This post is part of my
2022 Word Project. You can read what that’s about here.
Thursday, May 4, 2023
Ralph and I are tuning in to a week-long online conference centered around a particular note-taking app that we use. I say “note-taking” to keep it simple, but it’s really a quite powerful app that lets you create all sorts of links between your notes , and it gives you a sort of mind map of how all your stuff is connected.
Some people call it a brain tree, or a second brain. The guiding principle behind it is “linking your thinking,” based on the premise that you don’t think in isolated documents, but in a web of ideas that sort of mesh and collide and reference each other. And if you can somehow see those relationships, you can start to be more productive and creative.
If this sounds like a lot, it kind of is. I was looking forward to the conference to help untangle some of the conceptual stuff and put me on a practical path to making the most of this app.
Today there was a talk that I particularly enjoyed, that was the precise exact thing I had been hoping for. It was full of excellent ideas for actually being creative, and letting the app do some of the work. It was given by a highly skilled researcher who was an engaging and witty teacher.
She also had a fair amount of Portuguese accent.
Things were going rather well, and I was enjoying her anecdote about carrot cake and dreamily imagining making some this weekend, when she got to a part of her presentation that was focused on… well, focus.
Except with her accent, every time she spoke the word it came out as fuckus.
First we had to choose an object to fuckus on.
And if we were making the carrot cake, we had to fuckus on the carrot cake. And once you put it on the table, you would fuckus on the table.
Since I was half a brain deep in my own carrot cake fantasy, it startled me at first. Then it amused me. Then I was giggling like an eighth grader, with tears streaming down my cheeks, desperately trying to fuckus on what she was saying, but only able to screech-snort every time the word came out of her mouth.
I mean, she used that word a lot of times. And I laughed after every single one.

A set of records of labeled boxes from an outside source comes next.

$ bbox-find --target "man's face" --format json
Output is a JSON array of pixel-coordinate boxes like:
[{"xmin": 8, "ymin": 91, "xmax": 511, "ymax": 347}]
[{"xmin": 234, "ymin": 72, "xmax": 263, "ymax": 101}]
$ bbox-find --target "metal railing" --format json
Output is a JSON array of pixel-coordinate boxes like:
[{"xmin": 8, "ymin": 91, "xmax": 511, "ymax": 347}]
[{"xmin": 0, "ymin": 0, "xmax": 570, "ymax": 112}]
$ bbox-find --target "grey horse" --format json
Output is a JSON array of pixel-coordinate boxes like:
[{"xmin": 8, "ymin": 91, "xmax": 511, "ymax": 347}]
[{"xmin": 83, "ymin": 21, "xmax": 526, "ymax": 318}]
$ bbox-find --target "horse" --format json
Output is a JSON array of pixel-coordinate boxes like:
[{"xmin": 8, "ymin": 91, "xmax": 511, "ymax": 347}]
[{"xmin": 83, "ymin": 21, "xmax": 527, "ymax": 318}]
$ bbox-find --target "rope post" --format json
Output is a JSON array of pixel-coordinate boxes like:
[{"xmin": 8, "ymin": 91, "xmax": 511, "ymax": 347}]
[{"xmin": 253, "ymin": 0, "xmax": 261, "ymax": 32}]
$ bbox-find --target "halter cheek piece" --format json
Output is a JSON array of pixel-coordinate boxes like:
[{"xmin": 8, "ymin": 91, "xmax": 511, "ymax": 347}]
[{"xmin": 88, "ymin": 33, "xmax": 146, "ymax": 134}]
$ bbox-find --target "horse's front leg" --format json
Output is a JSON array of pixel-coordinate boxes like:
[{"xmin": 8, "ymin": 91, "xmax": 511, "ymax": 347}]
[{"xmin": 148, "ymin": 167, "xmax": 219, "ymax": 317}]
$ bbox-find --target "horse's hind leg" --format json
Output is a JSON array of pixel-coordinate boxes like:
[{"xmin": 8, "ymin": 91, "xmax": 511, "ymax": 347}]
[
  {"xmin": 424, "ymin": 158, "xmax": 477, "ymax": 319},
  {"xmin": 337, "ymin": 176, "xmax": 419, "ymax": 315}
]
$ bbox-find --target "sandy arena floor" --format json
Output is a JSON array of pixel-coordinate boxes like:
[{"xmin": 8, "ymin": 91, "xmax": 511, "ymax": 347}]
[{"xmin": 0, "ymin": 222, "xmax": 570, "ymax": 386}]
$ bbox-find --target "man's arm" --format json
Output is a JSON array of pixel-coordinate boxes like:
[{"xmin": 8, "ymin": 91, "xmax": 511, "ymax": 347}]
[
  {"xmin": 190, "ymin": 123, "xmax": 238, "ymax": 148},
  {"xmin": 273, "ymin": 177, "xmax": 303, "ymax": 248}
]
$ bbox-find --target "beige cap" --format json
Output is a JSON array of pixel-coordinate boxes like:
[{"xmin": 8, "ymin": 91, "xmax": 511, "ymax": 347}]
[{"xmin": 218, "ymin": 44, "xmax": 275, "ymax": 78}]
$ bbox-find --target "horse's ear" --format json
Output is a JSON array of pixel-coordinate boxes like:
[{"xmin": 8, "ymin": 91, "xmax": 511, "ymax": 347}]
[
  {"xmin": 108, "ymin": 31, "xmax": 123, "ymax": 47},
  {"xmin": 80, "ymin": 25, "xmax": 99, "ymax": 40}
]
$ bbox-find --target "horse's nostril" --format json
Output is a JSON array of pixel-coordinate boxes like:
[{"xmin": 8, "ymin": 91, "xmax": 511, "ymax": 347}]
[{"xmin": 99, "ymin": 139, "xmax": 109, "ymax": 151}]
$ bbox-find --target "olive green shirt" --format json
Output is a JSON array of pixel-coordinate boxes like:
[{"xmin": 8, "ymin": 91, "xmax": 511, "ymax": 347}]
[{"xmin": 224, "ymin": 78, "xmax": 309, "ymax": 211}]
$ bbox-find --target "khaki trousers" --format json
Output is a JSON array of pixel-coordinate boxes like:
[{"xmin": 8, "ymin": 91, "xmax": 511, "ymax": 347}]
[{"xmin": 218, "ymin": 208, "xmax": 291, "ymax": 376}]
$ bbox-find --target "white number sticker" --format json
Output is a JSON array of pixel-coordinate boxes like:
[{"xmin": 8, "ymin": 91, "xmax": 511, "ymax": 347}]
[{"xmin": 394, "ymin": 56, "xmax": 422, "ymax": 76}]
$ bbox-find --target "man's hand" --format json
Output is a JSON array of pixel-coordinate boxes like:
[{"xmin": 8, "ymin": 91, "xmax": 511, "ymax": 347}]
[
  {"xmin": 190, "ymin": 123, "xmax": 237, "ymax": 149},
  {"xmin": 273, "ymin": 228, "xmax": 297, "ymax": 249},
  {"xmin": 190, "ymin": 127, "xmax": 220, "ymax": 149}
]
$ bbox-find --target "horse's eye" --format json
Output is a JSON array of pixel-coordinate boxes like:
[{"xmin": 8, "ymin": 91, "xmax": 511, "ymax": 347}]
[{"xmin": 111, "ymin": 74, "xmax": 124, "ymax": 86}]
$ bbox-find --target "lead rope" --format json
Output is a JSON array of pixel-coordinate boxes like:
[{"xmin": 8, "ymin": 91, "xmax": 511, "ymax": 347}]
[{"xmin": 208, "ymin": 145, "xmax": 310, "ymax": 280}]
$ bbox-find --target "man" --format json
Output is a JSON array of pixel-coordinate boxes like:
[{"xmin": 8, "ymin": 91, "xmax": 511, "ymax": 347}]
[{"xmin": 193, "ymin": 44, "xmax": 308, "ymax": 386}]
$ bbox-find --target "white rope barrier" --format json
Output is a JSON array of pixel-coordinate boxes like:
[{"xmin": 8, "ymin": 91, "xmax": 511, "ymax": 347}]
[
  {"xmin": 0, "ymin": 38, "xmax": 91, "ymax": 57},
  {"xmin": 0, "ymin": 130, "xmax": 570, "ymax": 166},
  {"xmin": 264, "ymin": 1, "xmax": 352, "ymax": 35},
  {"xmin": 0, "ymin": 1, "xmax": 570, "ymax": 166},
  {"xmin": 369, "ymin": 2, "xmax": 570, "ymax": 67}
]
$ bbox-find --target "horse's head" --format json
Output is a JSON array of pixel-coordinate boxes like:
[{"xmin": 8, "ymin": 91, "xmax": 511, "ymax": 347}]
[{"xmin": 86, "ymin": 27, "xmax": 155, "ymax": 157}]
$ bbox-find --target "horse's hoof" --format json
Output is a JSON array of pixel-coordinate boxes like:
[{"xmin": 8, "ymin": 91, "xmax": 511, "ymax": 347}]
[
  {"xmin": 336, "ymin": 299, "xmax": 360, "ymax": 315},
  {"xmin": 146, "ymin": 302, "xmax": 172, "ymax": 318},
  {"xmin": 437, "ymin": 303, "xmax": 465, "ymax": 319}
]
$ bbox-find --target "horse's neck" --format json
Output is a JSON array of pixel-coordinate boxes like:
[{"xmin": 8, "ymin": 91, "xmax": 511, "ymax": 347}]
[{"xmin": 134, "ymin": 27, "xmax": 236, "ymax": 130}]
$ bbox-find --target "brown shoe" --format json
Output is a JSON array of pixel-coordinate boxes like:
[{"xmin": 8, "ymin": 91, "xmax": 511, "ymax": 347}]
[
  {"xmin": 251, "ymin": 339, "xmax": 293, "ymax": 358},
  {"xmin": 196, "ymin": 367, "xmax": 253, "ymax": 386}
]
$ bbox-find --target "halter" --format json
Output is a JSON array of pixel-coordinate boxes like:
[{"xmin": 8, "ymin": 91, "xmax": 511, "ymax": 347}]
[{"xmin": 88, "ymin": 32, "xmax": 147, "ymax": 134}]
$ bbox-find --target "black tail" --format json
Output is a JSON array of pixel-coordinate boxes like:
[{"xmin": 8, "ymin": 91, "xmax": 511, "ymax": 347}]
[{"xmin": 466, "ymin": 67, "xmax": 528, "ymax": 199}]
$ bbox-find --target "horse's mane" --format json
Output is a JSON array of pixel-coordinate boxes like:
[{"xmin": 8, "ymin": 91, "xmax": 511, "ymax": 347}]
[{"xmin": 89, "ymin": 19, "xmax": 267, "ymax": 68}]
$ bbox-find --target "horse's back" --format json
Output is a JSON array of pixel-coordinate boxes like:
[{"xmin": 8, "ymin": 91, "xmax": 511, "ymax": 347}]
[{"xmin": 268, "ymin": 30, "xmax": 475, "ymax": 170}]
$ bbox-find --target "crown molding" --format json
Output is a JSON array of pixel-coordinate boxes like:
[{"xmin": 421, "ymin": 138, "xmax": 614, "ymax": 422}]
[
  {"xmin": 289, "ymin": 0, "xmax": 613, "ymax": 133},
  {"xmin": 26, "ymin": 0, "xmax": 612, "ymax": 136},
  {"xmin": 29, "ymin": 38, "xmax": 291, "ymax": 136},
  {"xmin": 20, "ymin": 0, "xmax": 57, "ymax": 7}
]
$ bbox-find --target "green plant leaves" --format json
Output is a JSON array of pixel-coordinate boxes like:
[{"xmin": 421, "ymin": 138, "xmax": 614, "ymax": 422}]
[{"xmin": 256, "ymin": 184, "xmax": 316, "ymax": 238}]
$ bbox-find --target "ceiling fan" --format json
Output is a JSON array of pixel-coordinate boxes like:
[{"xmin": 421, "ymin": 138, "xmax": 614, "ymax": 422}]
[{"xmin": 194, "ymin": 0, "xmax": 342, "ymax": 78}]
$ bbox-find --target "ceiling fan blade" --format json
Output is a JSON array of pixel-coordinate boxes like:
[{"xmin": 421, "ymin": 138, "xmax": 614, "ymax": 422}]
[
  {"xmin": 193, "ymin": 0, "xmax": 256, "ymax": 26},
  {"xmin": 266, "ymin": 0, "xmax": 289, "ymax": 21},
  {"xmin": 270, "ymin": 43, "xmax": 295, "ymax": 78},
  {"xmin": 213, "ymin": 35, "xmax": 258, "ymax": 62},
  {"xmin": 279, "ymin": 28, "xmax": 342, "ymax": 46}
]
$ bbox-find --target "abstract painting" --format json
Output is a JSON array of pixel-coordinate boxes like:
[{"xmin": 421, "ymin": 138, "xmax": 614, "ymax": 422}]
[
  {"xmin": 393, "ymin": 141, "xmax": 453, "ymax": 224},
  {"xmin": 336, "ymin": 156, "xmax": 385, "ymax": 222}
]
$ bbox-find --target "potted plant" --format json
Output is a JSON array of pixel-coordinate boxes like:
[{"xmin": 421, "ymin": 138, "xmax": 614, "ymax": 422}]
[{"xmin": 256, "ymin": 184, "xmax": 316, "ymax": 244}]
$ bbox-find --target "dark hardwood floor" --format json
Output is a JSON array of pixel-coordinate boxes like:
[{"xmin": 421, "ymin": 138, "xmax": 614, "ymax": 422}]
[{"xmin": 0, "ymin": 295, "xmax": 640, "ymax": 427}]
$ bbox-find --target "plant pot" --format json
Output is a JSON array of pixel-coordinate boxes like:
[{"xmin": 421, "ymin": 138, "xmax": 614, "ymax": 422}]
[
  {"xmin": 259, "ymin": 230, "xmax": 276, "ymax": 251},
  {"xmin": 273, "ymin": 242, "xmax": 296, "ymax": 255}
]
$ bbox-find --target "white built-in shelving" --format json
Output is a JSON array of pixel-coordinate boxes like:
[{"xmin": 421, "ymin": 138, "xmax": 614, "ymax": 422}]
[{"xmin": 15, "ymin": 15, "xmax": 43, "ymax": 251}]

The good news is that I can’t wait to go back and listen to her talk again, because she had some really great advice for being creative. The other good news is that it really did help me be creative, because it birthed this blog. I guess that’s what happens when you fuckus.
Sometimes, even if it’s juvenile and ridiculous, you need a good laugh.
I know today is May the Fourth and it’s commandeered by all things Star Wars, but I am making it May the Mirth. Because all the Netflix comedy specials ever aired did not make me laugh as much as I did today.
It also got me thinking about things that inspire this sort of uncontrollable mirth. They aren’t rational. They probably aren’t even funny. But something just tickles your funny bone and you can’t help yourself.
A particular incident in college came to mind, as these arbitrary things do when they affect you in a way that you remember three decades later.
I was in French class, and my professor was a tiny elderly lady with round glasses and a very energetic, animated personality. She held class round-robin style, with everyone in chairs in a circle. I was sitting next to a friend who was also taking the class.
I haven’t got a clue what the lesson was about, all I know is that at one point the professor got so excited about whatever knowledge she was imparting that she knocked her own glasses off her face. Without missing a beat she scooped them up, set them back in place and kept going.
I’ll tell you right now that the only thing worse than sitting facing all of your college classmates and trying not to giggle like an eighth grader is sitting next to your friend and catching her eye every few seconds while choking down the laughter and pretending something got stuck in your throat so you have to cough-guffaw to get it out.
I think what makes things funny is that you never know what will make something funny.
So treat yourself to a few minutes of connecting your own mental notes to come up with something that you found snortingly hilarious. I bet you’ll still shed a few years about it today.
Photo: a screen shot of my brain tree. That big chunk on the left are all my notes about cocktails. All that scattered stuff, well, that’s just my brain.